For future cohort studies with multiple time points of measuring saliva miRNAs, chosen biomarkers should be cross-checked with our reported miRNAs known to change over time. If a selected biomarker is known to change over time, age should be included as a covariate. While infant miRNA expression variation was greater than that in adults, age should be controlled in relevant experimental designs.

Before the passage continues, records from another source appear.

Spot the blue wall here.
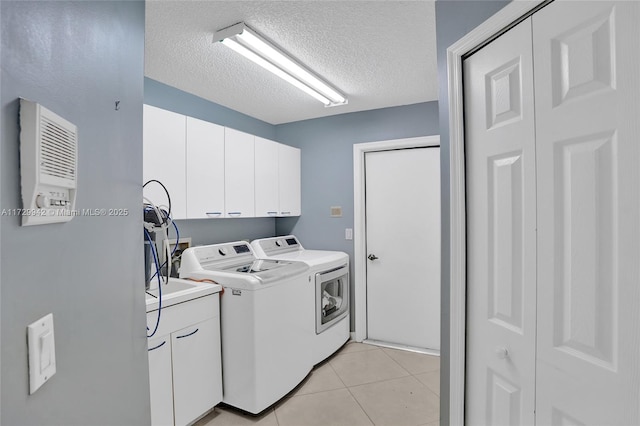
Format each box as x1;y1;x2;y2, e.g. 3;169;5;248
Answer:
144;78;276;245
144;77;276;140
0;1;151;425
276;102;439;330
144;78;438;256
436;0;508;426
276;102;439;251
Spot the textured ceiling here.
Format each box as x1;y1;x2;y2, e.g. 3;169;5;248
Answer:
145;0;437;124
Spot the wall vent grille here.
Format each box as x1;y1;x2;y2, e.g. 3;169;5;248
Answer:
40;115;77;181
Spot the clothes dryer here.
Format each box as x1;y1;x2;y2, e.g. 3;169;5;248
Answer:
251;235;350;365
180;241;313;414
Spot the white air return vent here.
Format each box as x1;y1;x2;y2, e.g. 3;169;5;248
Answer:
19;99;78;226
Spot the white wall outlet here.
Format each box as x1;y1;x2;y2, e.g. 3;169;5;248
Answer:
27;314;56;395
344;228;353;240
330;206;342;217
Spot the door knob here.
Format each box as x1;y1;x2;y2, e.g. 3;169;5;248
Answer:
496;346;509;359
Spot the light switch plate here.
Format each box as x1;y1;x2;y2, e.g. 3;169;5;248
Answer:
27;314;56;395
344;228;353;240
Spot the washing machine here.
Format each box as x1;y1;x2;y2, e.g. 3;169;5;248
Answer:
180;241;313;414
251;235;350;365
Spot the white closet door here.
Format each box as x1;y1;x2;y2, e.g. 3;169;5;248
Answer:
533;1;640;425
464;19;536;426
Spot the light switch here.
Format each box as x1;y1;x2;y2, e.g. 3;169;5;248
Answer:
27;314;56;394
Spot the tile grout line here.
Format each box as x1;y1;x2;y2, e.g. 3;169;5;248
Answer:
329;361;375;426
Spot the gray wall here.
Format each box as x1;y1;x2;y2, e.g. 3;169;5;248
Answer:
276;102;439;329
0;0;150;425
436;0;508;425
144;77;276;245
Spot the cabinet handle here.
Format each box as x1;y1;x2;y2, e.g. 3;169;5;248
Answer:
147;340;167;352
176;328;200;339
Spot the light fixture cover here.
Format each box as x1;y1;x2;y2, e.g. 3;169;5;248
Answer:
213;22;347;106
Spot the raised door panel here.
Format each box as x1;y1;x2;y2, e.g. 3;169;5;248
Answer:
255;136;280;217
463;19;536;425
147;335;173;426
186;117;225;219
142;105;187;219
533;1;640;425
171;317;222;426
224;127;255;217
278;144;301;216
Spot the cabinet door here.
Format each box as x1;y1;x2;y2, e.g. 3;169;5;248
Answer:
278;144;300;216
255;136;280;217
186;117;224;219
224;128;255;217
142;105;187;219
147;335;173;426
171;317;222;426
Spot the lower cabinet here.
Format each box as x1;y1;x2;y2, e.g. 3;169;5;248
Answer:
171;318;222;425
147;294;222;426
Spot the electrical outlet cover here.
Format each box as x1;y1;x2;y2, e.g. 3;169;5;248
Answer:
27;314;56;395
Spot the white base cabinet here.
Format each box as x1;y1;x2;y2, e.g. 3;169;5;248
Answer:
147;294;222;426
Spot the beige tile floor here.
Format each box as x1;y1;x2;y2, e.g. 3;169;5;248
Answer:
196;342;440;426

4.10. Endogenous Control miRNAs

Three miRNAs with the lowest coefficients of variation and high prevalences (>95%) across samples were miR-25-3p, miR-16-5p, and miR-23a-3p. Coefficients of variation were 80.9, 84.3, and 84.7, respectively. miR-23a-3p has been previously reported as having a low coefficient of variation in saliva [32]. Out of all three, only one of them accounted for at least 1% of all read counts—miR-16-5p. Additionally, it is only affected by 1 factor: age. So long as this factor is controlled through control participant matching and/or inclusion as covariates, miR-16-5p may be the most suitable internal control miRNA for saliva-based studies.

4.11. Limitations

The current study is subject to a few limitations. The number of samples between compared groups were not balanced in all analyses. For example, more samples were collected with RNA stabilizer and swabs compared to without RNA stabilizer and via expectoration. Unequal groups in these comparisons decreased statistical power. Another limitation is that miRNA expression from some samples could have an underlying age bias. For example, samples collected without RNA stabilizer were exclusively collected from children ages 3–10 years old.

5. Conclusions

The variables that introduce the largest amount of variation to saliva miRNA biomarker studies are presence/absence of RNA stabilizer and method saliva of collection. Among biologic factors, age is associated with the greatest variation in miRNA levels, particularly in infancy. Studies wishing to control for miRNA expression using a housekeeping gene might consider miR-16-5p, which displays stable abundance in this dataset of 922 healthy individuals. Overall, the current study highlights important factors to consider in future investigations using salivary miRNA expression and emphasizes the need for consistent experimental techniques within individual studies and across study cites.